The management of intramedullary spinal cord cavernous malformations (CMs) is controversial. At Barrow Neurological Institute, the authors selectively offer surgical treatment for symptomatic spinal cord CMs. The purpose of this paper is to review the clinical outcomes in patients after resection of these lesions based on a single-center experience over a 25-year period.


The records of 80 patients who underwent resection of pathologically confirmed spinal cord CMs from January 1985 to May 2010 were analyzed retrospectively. Preoperative clinical status and imaging findings were evaluated as well as immediate and long-term postoperative outcomes.

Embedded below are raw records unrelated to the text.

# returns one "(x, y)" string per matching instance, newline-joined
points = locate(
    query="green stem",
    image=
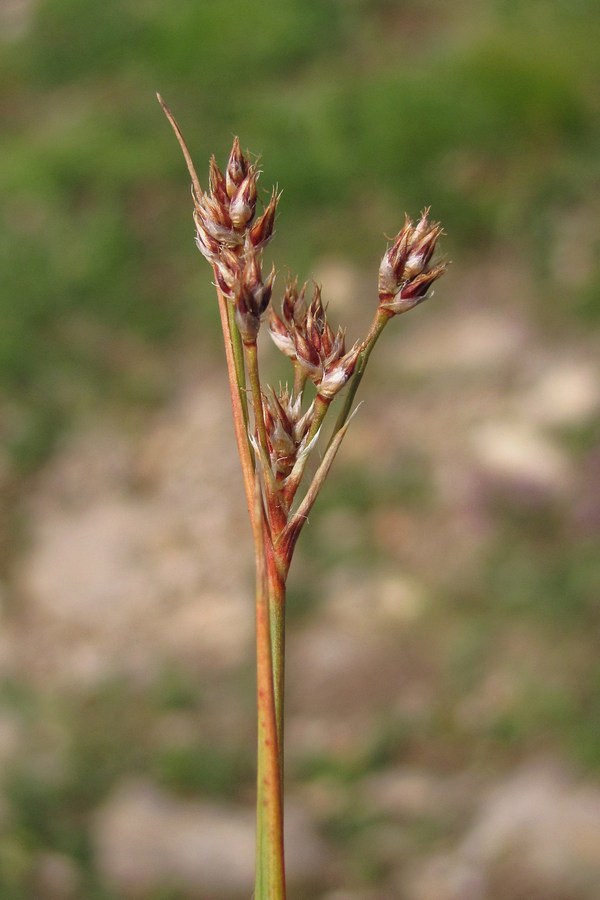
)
(276, 588)
(379, 322)
(270, 865)
(238, 359)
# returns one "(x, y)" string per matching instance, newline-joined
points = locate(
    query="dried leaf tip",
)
(186, 153)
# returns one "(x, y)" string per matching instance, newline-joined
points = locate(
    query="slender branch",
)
(270, 864)
(379, 322)
(322, 405)
(237, 391)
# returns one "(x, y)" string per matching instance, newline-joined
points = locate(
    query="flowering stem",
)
(270, 866)
(379, 322)
(238, 400)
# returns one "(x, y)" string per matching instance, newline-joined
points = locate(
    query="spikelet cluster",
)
(232, 238)
(303, 333)
(405, 273)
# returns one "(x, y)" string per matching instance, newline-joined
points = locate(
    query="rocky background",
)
(443, 731)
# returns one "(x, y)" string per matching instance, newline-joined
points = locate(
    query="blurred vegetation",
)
(489, 111)
(361, 109)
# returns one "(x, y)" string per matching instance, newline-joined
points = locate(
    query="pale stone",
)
(466, 341)
(145, 838)
(545, 825)
(444, 877)
(565, 394)
(516, 451)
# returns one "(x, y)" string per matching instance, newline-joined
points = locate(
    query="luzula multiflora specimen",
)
(278, 430)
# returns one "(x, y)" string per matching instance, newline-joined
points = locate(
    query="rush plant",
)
(277, 430)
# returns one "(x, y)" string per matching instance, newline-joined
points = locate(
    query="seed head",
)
(243, 202)
(237, 168)
(287, 431)
(252, 296)
(405, 274)
(262, 230)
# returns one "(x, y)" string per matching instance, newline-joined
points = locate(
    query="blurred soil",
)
(427, 708)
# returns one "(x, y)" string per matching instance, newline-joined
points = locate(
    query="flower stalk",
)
(277, 432)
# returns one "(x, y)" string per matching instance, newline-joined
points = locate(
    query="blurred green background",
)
(475, 473)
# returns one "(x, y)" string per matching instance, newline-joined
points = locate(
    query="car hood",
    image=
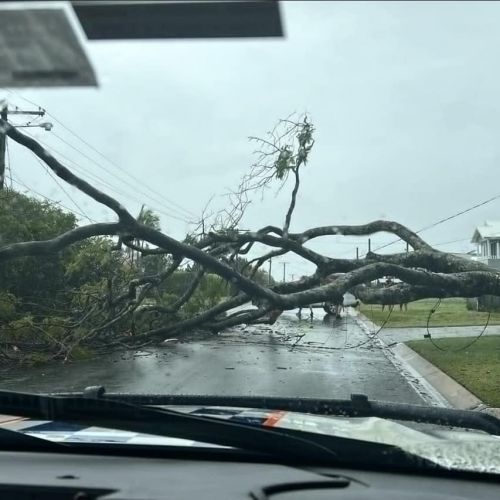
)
(450, 448)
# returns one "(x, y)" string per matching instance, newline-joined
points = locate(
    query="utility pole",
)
(284, 271)
(4, 115)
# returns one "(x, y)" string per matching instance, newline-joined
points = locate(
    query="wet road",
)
(291, 358)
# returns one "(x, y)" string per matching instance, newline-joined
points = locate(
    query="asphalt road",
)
(291, 358)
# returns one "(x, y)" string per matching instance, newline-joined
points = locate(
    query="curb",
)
(416, 380)
(455, 394)
(435, 386)
(431, 383)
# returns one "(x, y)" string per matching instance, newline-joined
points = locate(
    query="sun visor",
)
(39, 48)
(186, 19)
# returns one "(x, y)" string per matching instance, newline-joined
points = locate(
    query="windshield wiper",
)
(282, 444)
(17, 440)
(357, 406)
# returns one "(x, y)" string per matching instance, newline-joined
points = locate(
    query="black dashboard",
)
(59, 476)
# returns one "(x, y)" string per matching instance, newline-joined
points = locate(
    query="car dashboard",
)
(59, 476)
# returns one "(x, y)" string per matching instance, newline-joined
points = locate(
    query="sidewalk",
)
(440, 387)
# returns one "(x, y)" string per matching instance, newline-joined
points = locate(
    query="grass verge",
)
(451, 312)
(476, 367)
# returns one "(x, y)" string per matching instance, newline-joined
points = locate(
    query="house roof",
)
(490, 229)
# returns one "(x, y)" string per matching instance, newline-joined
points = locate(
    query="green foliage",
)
(210, 292)
(7, 307)
(38, 280)
(20, 329)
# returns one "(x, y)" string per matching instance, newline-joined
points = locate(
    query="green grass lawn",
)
(477, 367)
(451, 312)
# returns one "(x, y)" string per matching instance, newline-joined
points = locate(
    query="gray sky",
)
(404, 97)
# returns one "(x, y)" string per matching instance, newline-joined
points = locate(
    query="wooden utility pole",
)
(4, 114)
(3, 145)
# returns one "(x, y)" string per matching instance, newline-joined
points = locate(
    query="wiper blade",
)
(357, 406)
(18, 441)
(161, 422)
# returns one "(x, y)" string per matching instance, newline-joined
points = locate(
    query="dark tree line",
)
(151, 286)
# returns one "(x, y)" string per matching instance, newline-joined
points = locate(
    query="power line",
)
(181, 214)
(446, 219)
(111, 162)
(21, 183)
(62, 188)
(98, 179)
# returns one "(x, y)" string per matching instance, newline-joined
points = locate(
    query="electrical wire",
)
(434, 343)
(49, 172)
(135, 187)
(21, 183)
(98, 179)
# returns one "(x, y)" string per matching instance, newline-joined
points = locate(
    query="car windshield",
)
(289, 199)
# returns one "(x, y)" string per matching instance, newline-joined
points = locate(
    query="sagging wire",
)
(370, 337)
(434, 343)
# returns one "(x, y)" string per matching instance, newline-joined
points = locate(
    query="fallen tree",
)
(218, 244)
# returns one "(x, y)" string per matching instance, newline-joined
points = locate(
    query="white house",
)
(487, 239)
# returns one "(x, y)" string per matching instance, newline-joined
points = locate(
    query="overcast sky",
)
(405, 99)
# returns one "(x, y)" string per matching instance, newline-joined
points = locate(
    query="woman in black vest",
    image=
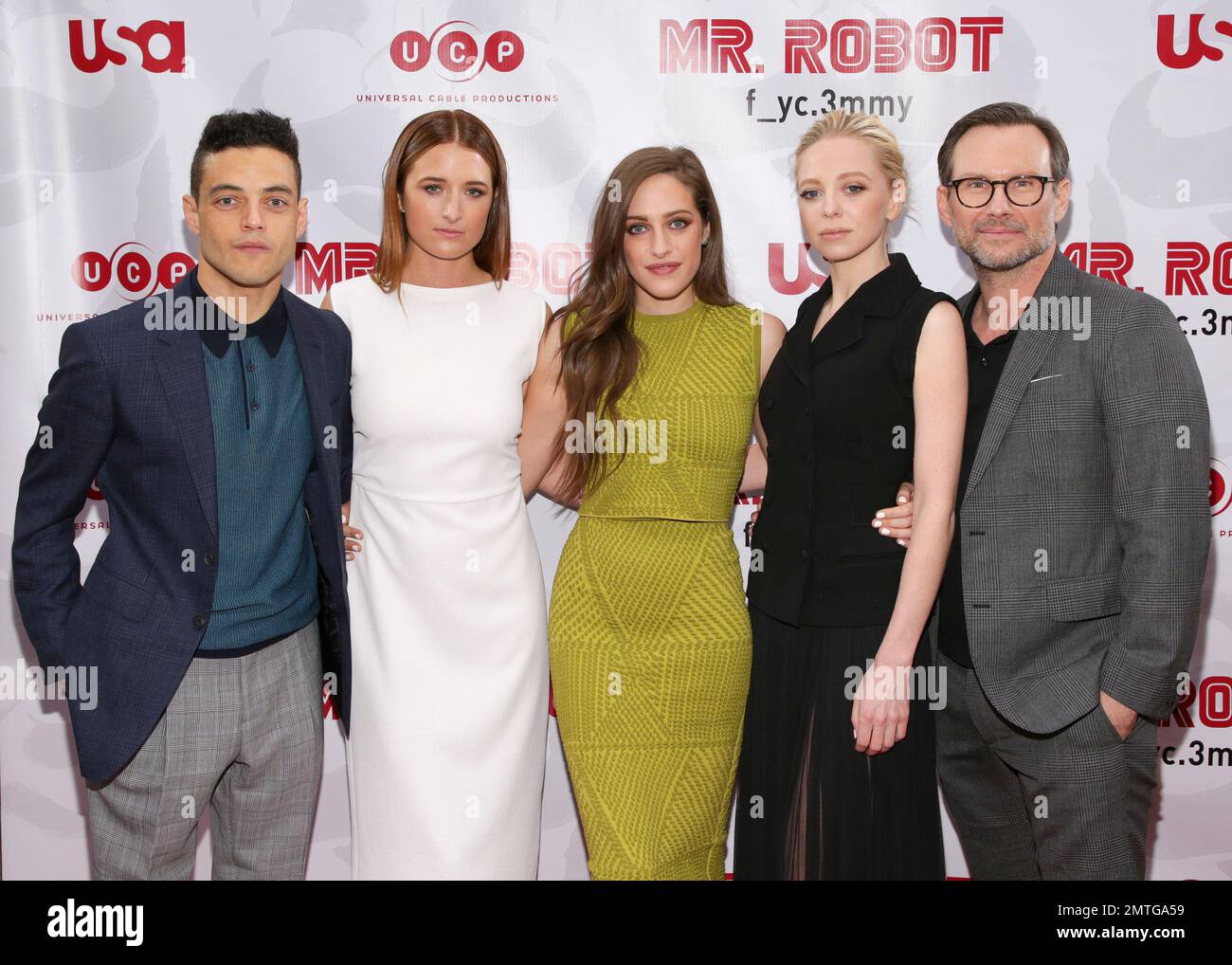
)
(837, 775)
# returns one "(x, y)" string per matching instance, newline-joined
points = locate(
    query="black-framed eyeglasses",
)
(1023, 190)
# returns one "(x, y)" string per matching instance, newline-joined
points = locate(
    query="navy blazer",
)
(131, 406)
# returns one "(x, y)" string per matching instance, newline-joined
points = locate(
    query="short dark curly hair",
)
(245, 130)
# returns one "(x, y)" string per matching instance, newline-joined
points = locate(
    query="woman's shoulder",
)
(357, 288)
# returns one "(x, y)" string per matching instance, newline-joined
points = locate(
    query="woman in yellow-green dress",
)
(648, 628)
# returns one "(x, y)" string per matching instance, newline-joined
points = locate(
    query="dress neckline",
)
(432, 290)
(672, 316)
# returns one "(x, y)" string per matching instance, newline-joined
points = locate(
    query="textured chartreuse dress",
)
(648, 628)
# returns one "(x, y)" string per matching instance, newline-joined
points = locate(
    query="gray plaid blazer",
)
(1085, 520)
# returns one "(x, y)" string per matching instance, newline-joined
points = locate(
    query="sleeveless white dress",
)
(448, 630)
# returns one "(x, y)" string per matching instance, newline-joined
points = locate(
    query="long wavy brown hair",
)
(600, 356)
(423, 134)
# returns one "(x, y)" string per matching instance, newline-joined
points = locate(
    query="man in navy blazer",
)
(216, 418)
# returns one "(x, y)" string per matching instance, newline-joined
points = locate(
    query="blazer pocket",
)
(118, 594)
(1083, 598)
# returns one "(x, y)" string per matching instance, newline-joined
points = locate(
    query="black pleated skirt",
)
(809, 806)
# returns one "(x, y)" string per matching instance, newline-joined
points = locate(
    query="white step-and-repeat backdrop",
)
(102, 105)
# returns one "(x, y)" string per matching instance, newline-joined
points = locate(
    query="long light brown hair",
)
(423, 134)
(600, 356)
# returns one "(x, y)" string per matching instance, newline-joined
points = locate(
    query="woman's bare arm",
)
(543, 408)
(940, 399)
(754, 479)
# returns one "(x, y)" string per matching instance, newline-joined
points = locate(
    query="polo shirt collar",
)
(270, 328)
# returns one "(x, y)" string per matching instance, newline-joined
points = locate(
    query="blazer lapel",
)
(1030, 346)
(183, 370)
(799, 339)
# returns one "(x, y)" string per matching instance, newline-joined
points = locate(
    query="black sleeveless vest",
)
(841, 429)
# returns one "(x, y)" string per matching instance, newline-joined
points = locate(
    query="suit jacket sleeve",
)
(348, 439)
(75, 431)
(1158, 435)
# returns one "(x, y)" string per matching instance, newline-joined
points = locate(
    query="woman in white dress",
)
(450, 686)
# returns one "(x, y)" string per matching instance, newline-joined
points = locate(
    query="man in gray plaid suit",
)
(1071, 598)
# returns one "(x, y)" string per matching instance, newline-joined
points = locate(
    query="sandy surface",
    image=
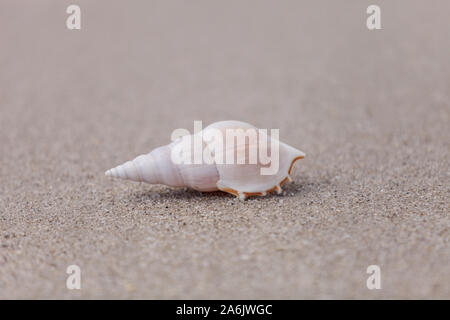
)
(370, 108)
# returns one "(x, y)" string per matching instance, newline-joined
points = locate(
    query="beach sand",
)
(370, 109)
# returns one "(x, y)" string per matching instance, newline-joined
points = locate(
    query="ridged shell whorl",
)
(241, 178)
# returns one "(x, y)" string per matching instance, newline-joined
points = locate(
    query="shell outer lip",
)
(244, 195)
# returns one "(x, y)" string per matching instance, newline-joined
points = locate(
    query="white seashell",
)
(240, 179)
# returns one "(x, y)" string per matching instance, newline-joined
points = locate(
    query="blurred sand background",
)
(370, 108)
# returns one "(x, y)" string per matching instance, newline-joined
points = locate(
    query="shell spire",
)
(260, 168)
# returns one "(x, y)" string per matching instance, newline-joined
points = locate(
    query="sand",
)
(370, 109)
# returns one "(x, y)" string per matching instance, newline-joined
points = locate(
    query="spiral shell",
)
(176, 164)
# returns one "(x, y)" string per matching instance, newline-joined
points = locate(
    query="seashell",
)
(176, 164)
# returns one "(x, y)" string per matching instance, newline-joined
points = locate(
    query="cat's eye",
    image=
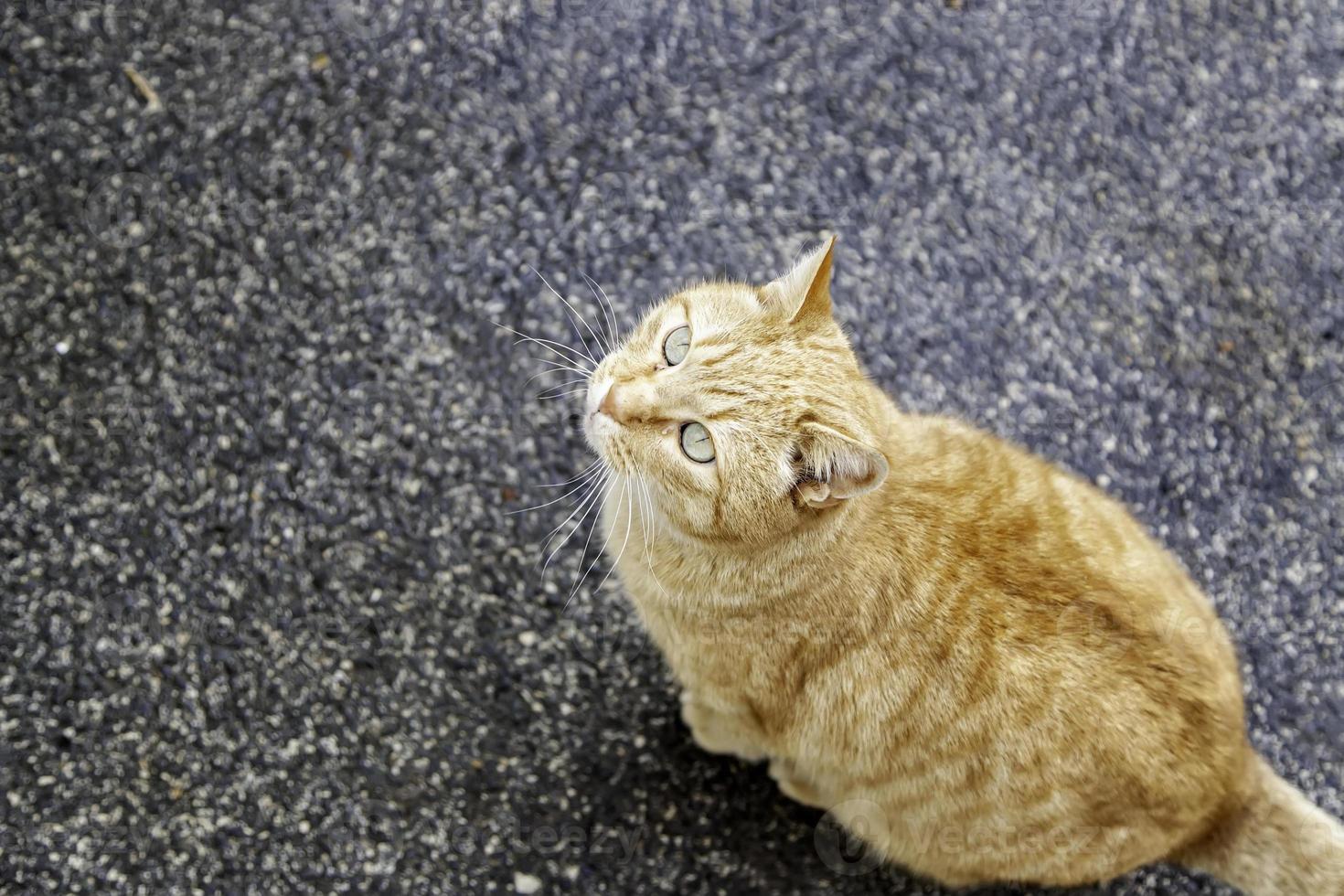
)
(697, 443)
(677, 346)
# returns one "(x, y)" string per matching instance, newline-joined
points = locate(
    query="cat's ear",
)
(804, 293)
(835, 466)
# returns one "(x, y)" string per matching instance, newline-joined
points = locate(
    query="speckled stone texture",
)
(266, 624)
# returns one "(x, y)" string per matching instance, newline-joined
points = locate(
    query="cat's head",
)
(742, 406)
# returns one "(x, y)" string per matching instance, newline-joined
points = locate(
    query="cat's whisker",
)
(582, 484)
(565, 367)
(649, 538)
(537, 377)
(608, 309)
(566, 383)
(595, 488)
(551, 346)
(574, 478)
(577, 316)
(578, 391)
(589, 540)
(629, 518)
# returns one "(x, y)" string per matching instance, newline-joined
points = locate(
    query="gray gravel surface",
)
(266, 624)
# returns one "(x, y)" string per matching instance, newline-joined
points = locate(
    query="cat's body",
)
(976, 661)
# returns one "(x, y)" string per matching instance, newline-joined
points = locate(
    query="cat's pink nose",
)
(609, 404)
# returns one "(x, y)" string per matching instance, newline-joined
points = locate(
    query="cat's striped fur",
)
(977, 661)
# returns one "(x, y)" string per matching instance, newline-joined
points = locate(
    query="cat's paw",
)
(718, 732)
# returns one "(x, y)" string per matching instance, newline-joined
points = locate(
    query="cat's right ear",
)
(804, 293)
(835, 466)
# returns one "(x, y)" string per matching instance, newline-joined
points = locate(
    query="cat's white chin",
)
(598, 427)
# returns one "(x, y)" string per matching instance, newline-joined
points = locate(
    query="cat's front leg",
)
(795, 786)
(732, 733)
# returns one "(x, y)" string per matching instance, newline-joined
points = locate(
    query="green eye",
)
(697, 443)
(677, 346)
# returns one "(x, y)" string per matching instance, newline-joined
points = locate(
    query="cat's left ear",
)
(804, 293)
(837, 466)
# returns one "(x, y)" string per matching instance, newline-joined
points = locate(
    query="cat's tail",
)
(1270, 841)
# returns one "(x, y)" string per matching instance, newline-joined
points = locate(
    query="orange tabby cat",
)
(976, 661)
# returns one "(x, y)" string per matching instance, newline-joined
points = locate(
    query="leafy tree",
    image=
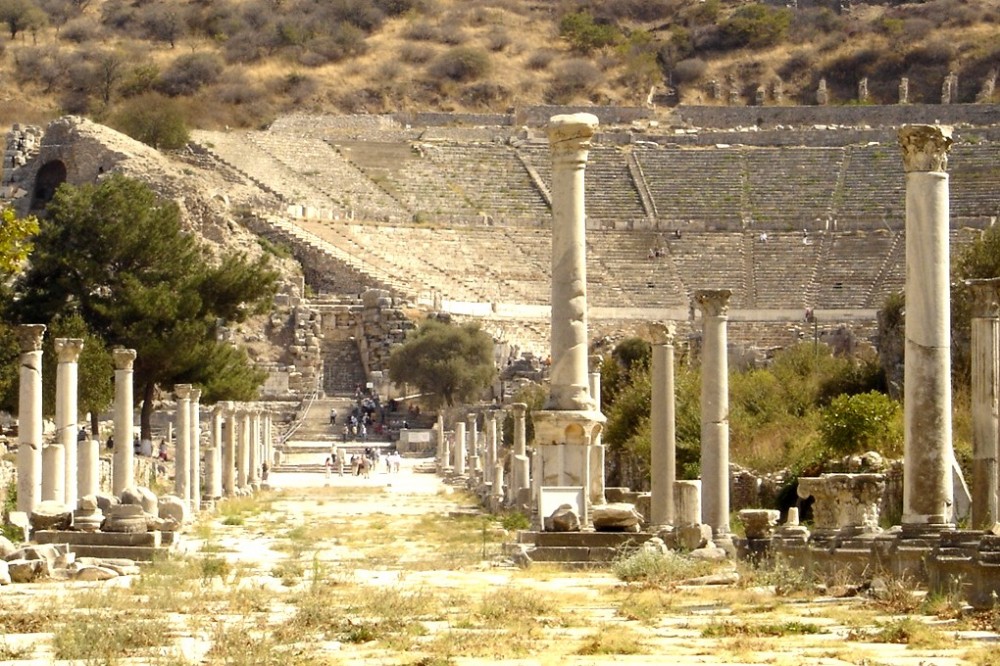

Compared with their preoperative Frankel grade, 11% of patients were worse, 83% were the same, and 6% improved immediately after surgery. At a mean follow-up interval of 5 years, 10% of patients were worse, 68% were the same, and 23% were improved compared with their preoperative status. Five percent of patients underwent reoperation for resection of a symptomatic residual or recurrent lesion. Immediate complications were encountered in 6% of patients, including CSF leakage and deep venous thrombosis. Long-term complications were encountered in 14% of patients and included kyphotic deformity, stenosis, and spinal cord tethering. A significant correlation was found between long-term outcome and anteroposterior length of the lesion (p = 0.01).


The resection of intramedullary spinal cord CMs can be achieved with good long-term outcomes and an acceptable risk of immediate or delayed complications.